Just one more thing that makes being a doctor such a damned challenge!

If you take nothing else from this post, take these 2 things: the pharmaceutical companies are spending millions of dollars supporting doctors that in turn do research and publish articles in respected medical journals (JAMA, JAVMA, New England Journal, JAVIM). And second: often more medicine isn't better medicine, it's just MORE.

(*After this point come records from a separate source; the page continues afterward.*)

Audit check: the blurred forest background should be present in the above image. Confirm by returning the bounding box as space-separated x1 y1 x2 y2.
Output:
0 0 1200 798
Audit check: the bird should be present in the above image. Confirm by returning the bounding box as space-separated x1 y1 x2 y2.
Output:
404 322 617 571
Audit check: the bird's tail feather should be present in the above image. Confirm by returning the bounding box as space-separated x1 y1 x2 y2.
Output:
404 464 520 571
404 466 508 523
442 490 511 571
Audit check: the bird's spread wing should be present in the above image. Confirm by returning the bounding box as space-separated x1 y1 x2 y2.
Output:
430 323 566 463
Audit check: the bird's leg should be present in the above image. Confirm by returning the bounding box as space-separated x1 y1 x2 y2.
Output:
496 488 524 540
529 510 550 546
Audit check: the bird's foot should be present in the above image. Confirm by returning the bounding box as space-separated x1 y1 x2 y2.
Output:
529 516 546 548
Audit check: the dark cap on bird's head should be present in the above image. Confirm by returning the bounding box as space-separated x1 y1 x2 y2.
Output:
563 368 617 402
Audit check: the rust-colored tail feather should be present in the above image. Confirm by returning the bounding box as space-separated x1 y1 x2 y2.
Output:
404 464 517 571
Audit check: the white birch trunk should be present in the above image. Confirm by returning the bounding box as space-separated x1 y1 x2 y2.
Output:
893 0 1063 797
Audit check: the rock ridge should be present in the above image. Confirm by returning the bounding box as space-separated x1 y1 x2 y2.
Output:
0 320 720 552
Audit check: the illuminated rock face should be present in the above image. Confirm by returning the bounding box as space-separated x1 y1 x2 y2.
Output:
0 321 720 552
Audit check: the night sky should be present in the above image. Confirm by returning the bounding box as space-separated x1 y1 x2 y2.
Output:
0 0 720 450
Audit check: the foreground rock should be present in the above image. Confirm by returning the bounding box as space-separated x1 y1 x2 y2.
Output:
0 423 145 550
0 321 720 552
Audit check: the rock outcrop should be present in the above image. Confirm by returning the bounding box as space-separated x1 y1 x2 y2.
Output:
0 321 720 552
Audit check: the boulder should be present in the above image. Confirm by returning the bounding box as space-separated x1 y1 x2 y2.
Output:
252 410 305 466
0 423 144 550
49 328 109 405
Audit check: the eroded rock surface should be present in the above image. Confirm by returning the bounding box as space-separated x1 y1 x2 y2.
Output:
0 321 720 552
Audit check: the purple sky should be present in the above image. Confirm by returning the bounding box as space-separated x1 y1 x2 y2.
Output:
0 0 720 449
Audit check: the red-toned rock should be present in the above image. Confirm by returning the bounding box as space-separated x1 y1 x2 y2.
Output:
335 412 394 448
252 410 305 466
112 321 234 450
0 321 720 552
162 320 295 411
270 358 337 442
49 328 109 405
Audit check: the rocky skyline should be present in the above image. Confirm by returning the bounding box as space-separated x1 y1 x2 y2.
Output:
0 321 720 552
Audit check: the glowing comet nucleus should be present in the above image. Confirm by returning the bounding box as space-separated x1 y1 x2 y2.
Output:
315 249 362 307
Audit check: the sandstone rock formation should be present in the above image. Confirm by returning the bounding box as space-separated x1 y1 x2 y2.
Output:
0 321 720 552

(As a sidenote: while Overtreated is riveting reading, full of spectacular examples, it is a poorly referenced book that seems rather sensational. It does - however - point out some ideas that are important to think about in regards to the sky-rocketing cost of human medical insurance/medical care and the medicalization of the American people.)


Anonymous said...

What is true for the field of medicine is also true for every area of "higher learning" and research. Motivations either from drug companies (without which there would be a lot less money for research!) or expectations of the university or company who employ you drive much of what is published. Add to that being politically correct in your ideas (which may not get published if you are not) and personal egos of the "learned" and who knows what else entering in and you realize how very little man really knows. This was the most important thing I learned from doing research. Be informed, be critical, be discerning, use some common sense, and be as truthful as flawed man can be. Prayer helps a lot also. Man is not God; he never has been, and he never will be. God alone is Truth. Mom 2

Anonymous said...

By the way, I sent Papa an article a couple of years ago that included documents from drug companies in the 1950s that indicated they were plotting a strategy to sell drugs since they knew that since antibiotics had become so pervasive, they were worried it was going to lead to their (drug companies') demise. Their overall strategy was to convince otherwise healthy people to take medicines. They have been extremely successful; a vast majority of the U.S. population takes at least one drug regularly. As part of this strategy, you can see that in the last few years the level considered as average for cholesterol, blood pressure, blood sugar, etc. has been lowered so that more people would "need" to go on prevention meds such as cholesterol or BP drugs. It's all part of the same strategy. As for the demi-Gods view of docs...over the years I have taught many future and a few current MDs and have not been impressed with the group as a whole...they tend to be highly driven individuals, but are not the smartest of students overall. And they really don't get statistics and probabilities. In the book, Fooled By Randomness, a test was conducted of MD's understanding of probabilities associated with certain treatments and less than 10% made the right choices. And that was at TOP med centers like Mayo, Johns Hopkins, etc.! So I believe greatly in figuring out most of this stuff for myself, with some pretty strict drugs (except antibiotics if absolutely necessary) and no invasive procedures (except critical to save life). Dr. Paul says whatever you do avoid being hospitalized unless it's a life and death choice. Regular exercise and a sensible diet take care of most things, but people would rather pop a pill than exercise the self discipline it takes! -M.